Veterans Day Marks the 100th Anniversary of the End of World War One

Over this weekend and with a federal holiday on Monday, the nation honors Veterans Day, originally known as Armistice Day, to mark the end of World War I on Nov. 11, 1918.

Its easy to forget American involvement in World War I, though public interest picked up during its centennial. The American role in the war simply lacked the drama or the sweeping victories of the Civil War or World War II. To some, American involvement in World War I remains a mistake and an argument can be made that the rise of Soviet Russia and of Nazi Germany would have been far different — and perhaps would never have taken place — had America not entered the war in early 1917. The fact that hundreds of thousands of men fought for four years on the Western Front in massive lines of trenches, battling over inches and yards, remains almost incomprehensible a century later. Despite fine efforts from historians, including Norman Stone and Prit Buttar’s recent magisterial series on the topic, the Eastern Front remains elusive for many of us despite its undoubted importance, especially with the Russian revolution and events in the Balkans.

While Florida housed some naval bases in the war, the Great War, as it was called, did not impact the Sunshine State the way that other conflicts — namely World War II — did. But reading information on the fallen and going through the 39 rolls of information at the National Archives on the men drafted from Florida holds more than its share of human interest.

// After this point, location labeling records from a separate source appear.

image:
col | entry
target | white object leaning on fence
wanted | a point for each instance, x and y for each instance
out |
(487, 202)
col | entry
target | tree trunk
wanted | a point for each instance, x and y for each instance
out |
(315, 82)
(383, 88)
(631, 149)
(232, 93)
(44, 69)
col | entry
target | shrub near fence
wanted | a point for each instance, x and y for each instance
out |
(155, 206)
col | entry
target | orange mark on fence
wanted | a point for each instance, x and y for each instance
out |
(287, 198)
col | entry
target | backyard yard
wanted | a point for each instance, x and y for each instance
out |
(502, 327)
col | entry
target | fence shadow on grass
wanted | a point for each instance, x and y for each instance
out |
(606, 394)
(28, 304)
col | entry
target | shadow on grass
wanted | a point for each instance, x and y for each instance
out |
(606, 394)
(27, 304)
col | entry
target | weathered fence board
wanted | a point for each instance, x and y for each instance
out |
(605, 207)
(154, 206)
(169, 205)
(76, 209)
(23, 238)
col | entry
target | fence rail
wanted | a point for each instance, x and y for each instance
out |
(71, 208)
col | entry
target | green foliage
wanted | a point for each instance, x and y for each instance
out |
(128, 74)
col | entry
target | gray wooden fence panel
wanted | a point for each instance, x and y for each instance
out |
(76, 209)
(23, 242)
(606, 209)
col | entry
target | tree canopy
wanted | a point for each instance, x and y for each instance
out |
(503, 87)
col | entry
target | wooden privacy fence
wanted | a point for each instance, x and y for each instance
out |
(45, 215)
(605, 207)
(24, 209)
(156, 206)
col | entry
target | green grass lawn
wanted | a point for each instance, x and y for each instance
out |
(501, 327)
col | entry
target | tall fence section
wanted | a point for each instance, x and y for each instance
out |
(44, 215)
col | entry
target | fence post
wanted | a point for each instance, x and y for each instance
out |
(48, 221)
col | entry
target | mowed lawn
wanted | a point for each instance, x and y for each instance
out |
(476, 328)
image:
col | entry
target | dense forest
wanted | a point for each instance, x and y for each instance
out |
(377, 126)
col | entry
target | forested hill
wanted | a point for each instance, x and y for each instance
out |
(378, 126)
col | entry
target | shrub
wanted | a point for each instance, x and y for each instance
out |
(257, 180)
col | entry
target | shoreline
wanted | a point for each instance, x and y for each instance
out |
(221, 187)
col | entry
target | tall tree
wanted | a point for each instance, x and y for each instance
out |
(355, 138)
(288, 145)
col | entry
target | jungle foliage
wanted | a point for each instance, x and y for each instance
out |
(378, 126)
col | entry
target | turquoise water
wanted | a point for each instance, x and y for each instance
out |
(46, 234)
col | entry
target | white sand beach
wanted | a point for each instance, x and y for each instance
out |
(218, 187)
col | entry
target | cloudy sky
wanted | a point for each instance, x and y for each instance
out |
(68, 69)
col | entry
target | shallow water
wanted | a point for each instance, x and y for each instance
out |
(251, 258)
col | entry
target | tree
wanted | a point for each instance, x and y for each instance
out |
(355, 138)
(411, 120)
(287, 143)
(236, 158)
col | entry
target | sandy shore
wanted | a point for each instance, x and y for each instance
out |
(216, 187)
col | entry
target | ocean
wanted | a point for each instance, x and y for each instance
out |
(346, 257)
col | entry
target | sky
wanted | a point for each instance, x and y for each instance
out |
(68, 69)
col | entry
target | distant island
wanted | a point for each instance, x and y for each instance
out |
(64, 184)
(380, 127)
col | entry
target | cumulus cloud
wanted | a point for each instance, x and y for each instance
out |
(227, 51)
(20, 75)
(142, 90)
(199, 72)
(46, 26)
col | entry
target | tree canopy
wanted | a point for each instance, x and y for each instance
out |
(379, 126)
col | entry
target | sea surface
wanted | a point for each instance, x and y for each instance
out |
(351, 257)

Almost 200 Floridians who lost their lives during World War I are buried in seven American military cemeteries in France. A stunningly high percentage of the young men from Florida who lost their lives were killed in the final weeks of the war in late October and early November 1918. Some of the doughboys from the Sunshine State, buried in France, died in 1919 — victims of their wounds and the influenza epidemic that swept the world after the war.

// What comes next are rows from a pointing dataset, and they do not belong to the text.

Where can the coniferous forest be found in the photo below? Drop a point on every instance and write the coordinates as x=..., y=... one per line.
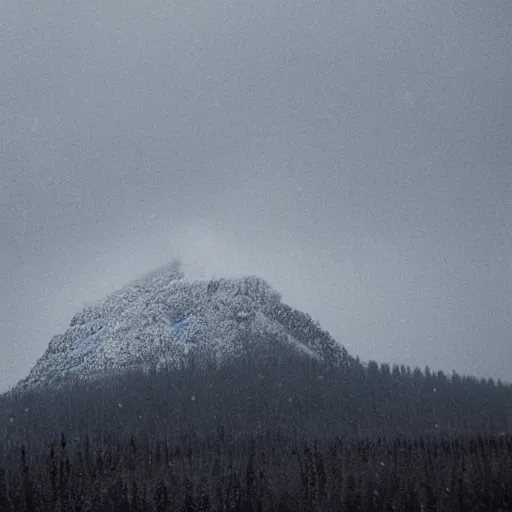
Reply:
x=267, y=430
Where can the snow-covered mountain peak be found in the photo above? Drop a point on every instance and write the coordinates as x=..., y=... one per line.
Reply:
x=162, y=318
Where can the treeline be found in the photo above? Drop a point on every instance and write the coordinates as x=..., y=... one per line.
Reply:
x=272, y=472
x=268, y=429
x=265, y=386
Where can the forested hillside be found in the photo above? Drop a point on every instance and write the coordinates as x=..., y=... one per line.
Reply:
x=269, y=429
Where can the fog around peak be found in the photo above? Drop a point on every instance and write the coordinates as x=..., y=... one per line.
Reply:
x=355, y=156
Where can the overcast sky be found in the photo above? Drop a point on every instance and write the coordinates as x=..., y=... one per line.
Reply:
x=355, y=154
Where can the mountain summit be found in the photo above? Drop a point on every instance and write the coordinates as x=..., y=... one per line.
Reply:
x=163, y=319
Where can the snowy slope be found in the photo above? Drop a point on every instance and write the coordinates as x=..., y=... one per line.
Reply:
x=162, y=318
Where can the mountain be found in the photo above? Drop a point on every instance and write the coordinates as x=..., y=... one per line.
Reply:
x=164, y=320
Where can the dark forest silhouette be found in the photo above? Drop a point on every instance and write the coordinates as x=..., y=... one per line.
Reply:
x=269, y=429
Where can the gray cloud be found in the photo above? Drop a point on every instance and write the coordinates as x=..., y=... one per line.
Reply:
x=356, y=156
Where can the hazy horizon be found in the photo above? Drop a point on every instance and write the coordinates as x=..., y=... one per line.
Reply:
x=357, y=157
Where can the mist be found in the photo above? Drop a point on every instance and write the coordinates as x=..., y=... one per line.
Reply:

Even the ones who survived the war were not always lucky. During the Great Depression, hundreds of former doughboys would head to veteran camps throughout the state, looking for work. In the hurricane that swept through Key West in 1935, an estimated 250 veterans of the war lost their lives.

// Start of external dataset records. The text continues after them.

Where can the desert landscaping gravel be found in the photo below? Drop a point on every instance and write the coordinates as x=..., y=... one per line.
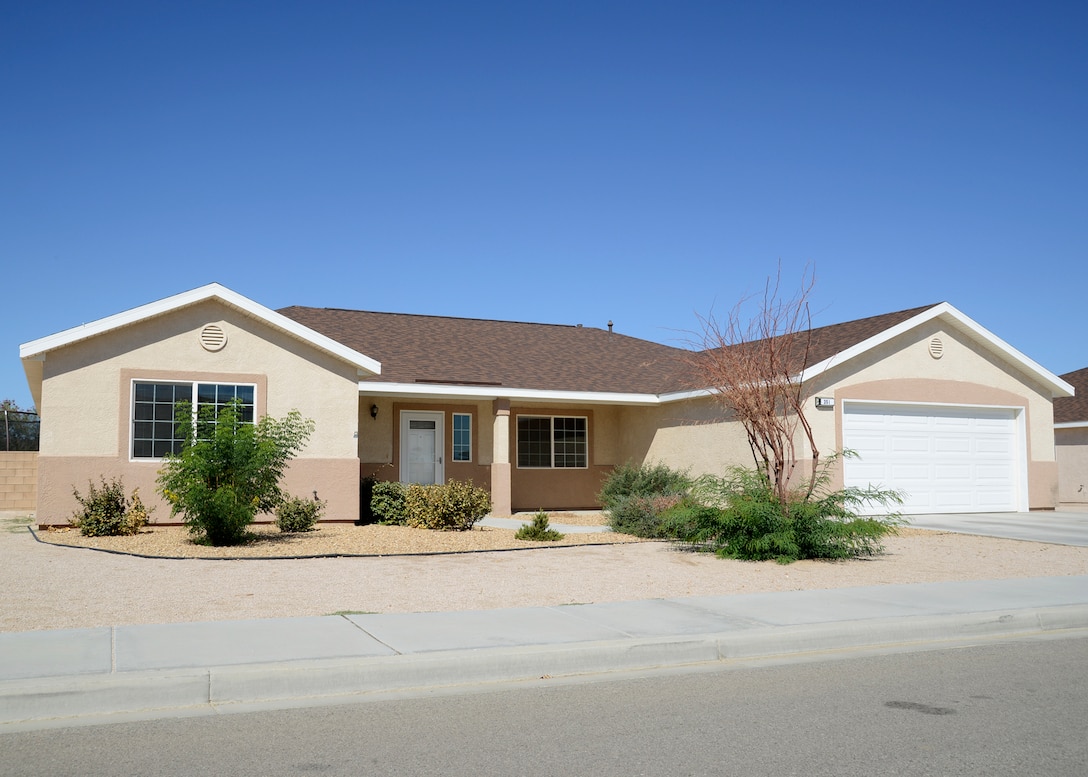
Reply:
x=49, y=586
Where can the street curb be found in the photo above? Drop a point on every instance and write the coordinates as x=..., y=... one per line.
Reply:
x=156, y=693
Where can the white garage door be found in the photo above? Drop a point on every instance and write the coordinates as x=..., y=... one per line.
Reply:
x=948, y=459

Like the war they fought in, Americas veterans of World War I have often been overlooked and the last one passed away in February 2011. While it may be easy to forget the war, Florida and the rest of the nation should never forget the Americans whose lives were forever impacted — and far too many ended — by World War I and its aftermath.

“Time will not dim the glory of their deeds,” noted Gen. John J. Pershing of the Americans lost in World War I. A century after the guns went silent, Pershing’s words still hold true.